Des solutions de rechange limitées : À la suite des contrôles des exportations chinoises de phosphate en 2022, le Canada a accru sa dépendance à l’égard des États-Unis, bien qu’il ait commencé à s’approvisionner en phosphate auprès de l’Égypte en 2024. Comme il est peu probable que la Chine reprenne ses exportations de nutriments phosphorés dans un avenir proche, il faut s’attendre à ce que le marché mondial se précipite pour s’approvisionner.
L’augmentation de la production canadienne de phosphate ne sera ni facile, ni rapide : Certaines mines de phosphate sont en cours de développement au Québec, mais en raison des longs délais de construction, il est peu probable que le Canada réduise sa dépendance à l’égard des États-Unis dans un avenir proche. Le Maroc, eldorado du phosphate dont les réserves s’élèvent 5,7 milliards de tonnes, pourrait être une option. Toutefois, compte tenu des faibles niveaux de stocks en Amérique du Nord et de l’augmentation de la demande alimentaire mondiale dans un contexte de raréfaction des terres cultivables, le Canada devra faire face à une concurrence acharnée de la part d’autres acteurs du marché.
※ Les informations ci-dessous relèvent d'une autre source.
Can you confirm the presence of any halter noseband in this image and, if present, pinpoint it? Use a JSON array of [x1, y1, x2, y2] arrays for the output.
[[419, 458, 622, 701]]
Les tensions commerciales représentent une occasion pour la potasse canadienne : Produisant près d’un tiers de la potasse mondiale, le Canada devance la Russie (19 %) et la Biélorussie (15 %), et dispose d’un solide réseau de 11 mines de potasse actives et de 8 projets en phase de développement. La phase 1 de la mine Jansen du conglomérat minier BHP est à moitié achevée. La production devrait commencer à la fin de 2026, et sa capacité devrait atteindre 4,15 millions de tonnes par an dans les deux ans, faisant augmenter la production canadienne d’environ 28 %. On estime également qu’il est possible d’accroître la production des mines canadiennes existantes de 4,6 millions de tonnes par an, ce qui permettrait au pays de dominer le marché mondial de la potasse.